Así comparadas, las novelas de Paul Auster revelan su carácter simbólico: por voluntad del azar, capricho de la fatalidad (o fatalidad del azar), sus personajes son arrancados de un mundo más o menos estable antes de tropezar y desplomarse al vacío, emprender un viaje al infierno, una disolución en la Nada. A semejanza de Orfeo, Ícaro, Lucifer y otros venerables pecadores, los personajes de Auster tienen una querencia por el vacío: una fatal inclinación que los hace caer, abismarse en su descenso que se vuelve más dramático debido a su autoconciencia, a sus vaivenes entre la desesperación y la serenidad, a su denostada lucha contra la desesperación,el delirio, la agonía. Entonces y solo entonces viene el milagro. Un nuevo golpe del destino o del azar que los rescata en el penúltimo instante, transfigurados por la experiencia: por una disolución radical de la identidad que les permite reinventarse, redefinirse, resucitar a partir de su abandono.

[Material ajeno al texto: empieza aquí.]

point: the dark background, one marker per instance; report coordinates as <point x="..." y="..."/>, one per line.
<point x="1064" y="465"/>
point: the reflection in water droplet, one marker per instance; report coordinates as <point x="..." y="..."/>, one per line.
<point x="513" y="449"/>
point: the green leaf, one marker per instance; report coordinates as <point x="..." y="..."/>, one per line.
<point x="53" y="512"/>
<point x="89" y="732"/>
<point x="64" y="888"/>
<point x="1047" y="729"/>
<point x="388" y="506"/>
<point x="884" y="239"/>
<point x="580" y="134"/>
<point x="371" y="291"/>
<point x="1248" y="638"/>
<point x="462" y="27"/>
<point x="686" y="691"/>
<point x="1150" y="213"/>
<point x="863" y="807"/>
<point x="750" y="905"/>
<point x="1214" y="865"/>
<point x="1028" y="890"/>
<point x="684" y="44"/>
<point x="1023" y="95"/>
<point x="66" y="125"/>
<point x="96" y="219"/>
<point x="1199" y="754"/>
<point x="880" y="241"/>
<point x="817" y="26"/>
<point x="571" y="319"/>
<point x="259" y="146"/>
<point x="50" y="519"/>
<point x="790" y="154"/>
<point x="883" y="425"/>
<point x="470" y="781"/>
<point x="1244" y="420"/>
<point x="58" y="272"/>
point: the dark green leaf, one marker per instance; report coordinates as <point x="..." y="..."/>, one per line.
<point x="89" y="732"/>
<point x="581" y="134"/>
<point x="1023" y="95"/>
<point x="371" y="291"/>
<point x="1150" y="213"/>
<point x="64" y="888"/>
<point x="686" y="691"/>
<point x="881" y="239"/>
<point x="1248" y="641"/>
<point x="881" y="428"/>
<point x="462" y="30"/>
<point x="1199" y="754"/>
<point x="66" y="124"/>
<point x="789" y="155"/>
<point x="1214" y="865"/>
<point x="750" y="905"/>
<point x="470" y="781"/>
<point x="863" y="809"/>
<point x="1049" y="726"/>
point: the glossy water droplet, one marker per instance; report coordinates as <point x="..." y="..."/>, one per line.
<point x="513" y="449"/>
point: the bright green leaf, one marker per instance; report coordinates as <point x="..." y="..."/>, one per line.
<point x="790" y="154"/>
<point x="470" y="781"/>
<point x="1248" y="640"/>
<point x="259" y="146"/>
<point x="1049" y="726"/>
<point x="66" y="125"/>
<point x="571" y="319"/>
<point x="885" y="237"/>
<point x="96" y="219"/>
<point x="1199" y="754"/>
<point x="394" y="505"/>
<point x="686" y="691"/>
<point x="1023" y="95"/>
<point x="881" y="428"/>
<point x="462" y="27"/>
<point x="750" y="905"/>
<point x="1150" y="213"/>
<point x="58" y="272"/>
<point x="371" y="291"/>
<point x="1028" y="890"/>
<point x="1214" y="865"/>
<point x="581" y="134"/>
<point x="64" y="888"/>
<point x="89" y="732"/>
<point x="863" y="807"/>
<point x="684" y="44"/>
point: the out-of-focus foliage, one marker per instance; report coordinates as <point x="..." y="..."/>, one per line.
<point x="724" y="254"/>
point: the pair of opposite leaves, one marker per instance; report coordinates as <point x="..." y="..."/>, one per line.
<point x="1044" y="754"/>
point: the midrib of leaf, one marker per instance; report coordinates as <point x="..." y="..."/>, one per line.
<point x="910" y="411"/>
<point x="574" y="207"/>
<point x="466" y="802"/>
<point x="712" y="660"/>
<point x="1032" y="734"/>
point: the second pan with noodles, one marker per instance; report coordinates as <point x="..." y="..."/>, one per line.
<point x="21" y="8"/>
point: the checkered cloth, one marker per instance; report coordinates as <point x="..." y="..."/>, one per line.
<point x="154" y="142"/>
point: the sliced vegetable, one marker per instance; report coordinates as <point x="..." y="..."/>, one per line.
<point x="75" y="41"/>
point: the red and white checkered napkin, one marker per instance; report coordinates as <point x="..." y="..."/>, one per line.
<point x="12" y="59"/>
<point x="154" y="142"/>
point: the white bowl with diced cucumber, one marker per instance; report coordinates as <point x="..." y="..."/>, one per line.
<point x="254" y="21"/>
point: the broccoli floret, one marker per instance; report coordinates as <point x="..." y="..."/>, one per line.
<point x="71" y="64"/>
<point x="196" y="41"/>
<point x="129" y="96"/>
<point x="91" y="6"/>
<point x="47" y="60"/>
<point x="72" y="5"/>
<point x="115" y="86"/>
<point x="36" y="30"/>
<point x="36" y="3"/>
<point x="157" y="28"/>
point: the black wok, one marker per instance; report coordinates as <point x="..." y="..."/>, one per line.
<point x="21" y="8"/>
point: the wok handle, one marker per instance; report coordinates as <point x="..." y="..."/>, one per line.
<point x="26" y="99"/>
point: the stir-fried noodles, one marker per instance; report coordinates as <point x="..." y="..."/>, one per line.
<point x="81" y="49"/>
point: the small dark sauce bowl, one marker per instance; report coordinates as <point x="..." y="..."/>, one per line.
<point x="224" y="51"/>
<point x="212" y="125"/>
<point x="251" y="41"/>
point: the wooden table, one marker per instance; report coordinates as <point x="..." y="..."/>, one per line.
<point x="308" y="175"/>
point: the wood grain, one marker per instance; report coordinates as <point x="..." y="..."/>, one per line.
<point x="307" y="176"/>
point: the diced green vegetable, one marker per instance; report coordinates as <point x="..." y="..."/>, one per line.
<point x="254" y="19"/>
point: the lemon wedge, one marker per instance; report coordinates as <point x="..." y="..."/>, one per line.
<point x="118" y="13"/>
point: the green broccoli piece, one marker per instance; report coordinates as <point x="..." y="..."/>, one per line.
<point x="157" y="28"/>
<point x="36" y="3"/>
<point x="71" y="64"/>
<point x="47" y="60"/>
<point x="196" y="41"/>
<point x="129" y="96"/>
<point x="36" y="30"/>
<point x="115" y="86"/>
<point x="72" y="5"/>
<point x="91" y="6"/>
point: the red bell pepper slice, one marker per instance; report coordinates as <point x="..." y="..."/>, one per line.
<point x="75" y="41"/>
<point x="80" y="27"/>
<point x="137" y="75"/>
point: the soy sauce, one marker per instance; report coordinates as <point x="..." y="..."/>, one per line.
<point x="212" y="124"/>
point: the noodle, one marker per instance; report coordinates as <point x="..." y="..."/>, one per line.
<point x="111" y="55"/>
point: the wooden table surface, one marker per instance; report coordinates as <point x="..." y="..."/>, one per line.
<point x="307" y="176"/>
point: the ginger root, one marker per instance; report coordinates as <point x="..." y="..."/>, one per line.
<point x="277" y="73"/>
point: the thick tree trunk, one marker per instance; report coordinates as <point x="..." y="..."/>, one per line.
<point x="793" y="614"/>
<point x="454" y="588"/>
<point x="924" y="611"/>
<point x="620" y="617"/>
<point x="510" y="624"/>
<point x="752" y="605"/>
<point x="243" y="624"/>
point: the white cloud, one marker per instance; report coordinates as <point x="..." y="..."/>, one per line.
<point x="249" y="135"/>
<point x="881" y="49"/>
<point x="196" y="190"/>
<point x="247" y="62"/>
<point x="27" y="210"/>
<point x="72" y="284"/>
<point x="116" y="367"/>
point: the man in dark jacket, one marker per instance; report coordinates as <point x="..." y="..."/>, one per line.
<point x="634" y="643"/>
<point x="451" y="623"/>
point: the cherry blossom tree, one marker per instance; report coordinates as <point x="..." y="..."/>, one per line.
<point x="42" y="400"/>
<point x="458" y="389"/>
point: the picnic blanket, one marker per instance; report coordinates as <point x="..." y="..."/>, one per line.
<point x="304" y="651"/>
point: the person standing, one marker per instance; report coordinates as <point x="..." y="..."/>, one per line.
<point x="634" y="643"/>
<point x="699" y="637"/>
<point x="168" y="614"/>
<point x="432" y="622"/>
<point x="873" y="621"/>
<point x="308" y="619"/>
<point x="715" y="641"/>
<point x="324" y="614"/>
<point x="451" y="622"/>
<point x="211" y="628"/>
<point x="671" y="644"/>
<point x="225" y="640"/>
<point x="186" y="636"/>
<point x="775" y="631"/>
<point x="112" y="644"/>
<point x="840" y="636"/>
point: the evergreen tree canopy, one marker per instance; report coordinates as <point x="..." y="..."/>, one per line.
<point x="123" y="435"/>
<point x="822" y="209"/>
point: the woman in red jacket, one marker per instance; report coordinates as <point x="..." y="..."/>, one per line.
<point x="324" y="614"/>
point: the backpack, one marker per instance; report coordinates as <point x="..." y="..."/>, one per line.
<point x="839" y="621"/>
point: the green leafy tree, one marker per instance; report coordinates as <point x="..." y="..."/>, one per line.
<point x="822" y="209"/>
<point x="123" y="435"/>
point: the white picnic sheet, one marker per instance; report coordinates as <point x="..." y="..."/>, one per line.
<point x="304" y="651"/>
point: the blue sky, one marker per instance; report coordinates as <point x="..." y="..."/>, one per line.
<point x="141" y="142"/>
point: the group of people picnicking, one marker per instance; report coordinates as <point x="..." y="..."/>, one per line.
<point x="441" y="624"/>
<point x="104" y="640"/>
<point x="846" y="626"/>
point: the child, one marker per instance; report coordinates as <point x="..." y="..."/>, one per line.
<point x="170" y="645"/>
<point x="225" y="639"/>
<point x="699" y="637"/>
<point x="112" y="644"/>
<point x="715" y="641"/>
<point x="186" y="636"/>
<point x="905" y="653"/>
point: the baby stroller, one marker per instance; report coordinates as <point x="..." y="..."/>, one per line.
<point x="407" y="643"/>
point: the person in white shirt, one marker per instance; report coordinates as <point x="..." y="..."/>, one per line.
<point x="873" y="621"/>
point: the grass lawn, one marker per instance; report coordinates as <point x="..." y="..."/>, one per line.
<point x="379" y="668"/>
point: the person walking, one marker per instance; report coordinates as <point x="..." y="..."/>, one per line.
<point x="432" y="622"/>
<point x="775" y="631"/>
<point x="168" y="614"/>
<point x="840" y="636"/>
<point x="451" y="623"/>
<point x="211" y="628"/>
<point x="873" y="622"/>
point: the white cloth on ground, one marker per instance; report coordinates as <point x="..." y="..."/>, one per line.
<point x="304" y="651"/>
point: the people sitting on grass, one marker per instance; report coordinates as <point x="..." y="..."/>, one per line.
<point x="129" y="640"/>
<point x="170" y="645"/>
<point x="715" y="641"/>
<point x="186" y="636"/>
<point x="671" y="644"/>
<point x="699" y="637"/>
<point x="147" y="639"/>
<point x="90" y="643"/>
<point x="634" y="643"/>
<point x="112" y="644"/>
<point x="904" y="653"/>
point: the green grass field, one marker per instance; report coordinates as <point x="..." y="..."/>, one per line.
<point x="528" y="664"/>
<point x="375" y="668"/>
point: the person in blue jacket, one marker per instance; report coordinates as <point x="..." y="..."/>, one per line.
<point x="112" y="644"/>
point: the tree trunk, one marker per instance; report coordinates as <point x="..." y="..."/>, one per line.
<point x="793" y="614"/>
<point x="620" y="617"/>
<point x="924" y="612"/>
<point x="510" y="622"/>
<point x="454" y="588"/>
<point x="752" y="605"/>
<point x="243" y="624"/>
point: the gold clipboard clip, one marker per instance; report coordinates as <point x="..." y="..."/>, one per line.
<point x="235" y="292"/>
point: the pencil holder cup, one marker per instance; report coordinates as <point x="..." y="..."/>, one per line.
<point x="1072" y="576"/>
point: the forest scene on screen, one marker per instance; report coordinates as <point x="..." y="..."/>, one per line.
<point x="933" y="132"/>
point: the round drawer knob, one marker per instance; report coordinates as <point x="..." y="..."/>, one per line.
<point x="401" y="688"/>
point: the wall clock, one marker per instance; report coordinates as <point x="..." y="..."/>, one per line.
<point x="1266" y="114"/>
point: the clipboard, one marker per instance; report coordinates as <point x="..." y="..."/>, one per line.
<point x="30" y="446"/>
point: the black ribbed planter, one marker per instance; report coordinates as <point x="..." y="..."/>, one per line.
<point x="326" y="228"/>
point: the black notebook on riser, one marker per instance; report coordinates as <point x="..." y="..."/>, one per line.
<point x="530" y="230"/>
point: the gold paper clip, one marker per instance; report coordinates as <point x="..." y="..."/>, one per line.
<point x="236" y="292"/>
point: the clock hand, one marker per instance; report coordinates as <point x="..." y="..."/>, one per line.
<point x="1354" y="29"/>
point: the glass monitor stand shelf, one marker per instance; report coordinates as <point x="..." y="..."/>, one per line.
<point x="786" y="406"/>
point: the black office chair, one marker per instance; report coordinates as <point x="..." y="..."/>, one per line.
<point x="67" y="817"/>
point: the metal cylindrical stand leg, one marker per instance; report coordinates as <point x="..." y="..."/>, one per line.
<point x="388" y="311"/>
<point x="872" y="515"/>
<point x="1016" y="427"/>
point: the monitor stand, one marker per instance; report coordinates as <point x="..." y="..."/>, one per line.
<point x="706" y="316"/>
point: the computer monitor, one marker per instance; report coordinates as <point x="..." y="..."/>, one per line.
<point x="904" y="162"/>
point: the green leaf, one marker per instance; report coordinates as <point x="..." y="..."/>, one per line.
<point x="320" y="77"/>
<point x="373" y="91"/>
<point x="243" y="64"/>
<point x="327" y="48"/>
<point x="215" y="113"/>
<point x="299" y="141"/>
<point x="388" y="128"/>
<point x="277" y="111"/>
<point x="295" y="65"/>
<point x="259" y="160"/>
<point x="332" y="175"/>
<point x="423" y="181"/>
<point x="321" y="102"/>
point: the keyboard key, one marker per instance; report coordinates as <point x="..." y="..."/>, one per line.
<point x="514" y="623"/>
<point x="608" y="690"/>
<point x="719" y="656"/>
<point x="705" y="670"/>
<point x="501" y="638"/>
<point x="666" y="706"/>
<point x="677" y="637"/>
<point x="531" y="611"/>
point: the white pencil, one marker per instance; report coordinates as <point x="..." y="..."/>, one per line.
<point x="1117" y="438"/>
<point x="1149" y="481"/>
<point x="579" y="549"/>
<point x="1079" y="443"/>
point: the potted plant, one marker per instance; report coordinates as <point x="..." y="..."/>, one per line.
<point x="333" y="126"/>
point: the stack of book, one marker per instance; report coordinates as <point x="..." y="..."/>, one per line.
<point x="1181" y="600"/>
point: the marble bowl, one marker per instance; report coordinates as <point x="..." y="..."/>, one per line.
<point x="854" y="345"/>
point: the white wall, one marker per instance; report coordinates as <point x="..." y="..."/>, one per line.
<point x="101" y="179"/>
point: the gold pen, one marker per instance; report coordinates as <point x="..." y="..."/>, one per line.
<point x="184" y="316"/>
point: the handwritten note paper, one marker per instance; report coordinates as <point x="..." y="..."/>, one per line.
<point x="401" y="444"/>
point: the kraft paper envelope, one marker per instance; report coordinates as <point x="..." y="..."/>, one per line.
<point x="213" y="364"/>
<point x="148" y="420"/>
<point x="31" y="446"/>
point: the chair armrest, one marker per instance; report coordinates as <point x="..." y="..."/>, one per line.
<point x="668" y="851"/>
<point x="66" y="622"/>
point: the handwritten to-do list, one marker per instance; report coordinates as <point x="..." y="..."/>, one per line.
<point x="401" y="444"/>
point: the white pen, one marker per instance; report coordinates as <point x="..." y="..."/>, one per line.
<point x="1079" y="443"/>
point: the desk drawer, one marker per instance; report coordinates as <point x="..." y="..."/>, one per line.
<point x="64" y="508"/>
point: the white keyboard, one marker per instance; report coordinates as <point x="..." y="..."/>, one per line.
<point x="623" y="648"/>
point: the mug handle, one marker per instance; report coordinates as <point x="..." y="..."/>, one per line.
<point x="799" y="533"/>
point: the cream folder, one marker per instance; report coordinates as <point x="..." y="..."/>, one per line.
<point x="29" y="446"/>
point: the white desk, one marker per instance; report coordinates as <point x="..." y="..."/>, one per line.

Desde tal perspectiva, esa “querencia por el vacío” no es exclusiva de las novelas de Auster, sino un rasgo común a toda una tradición literaria. Es imposible no advertir su influjo en los personajes más memorables de Dostoyevski, en novelas como Hambre de Knut Hamsun, en autobiografías como Sin blanca en París y en Londres, de George Orwell, en poemarios como Altazor de Huidobro y Aullido de Ginsberg…o en biografías tan cotidianas como la de mi amigo Matías, el poeta alucinado. Al advertir esa inclinación general del ser humano, el escritor Giorgio Manganelli ha supuesto que poseemos una “naturaleza descenditiva”. Es decir, existe en nosotros una fuerza,más allá de lo humano, que nos apremia, nos invade, nos gobierna y nos arrastra hacia el abismo. Imposible refutarlo. Frente a un sistema que nos obliga al ascenso social, a brincar obstáculos, a vencer cumbres y a conquistar planetas, nada resulta más tentador (y más espantoso) que dejarse caer. Abandonarse al vacío sin resistencia ni lágrimas, a la espera del milagro,de la redención o del olvido.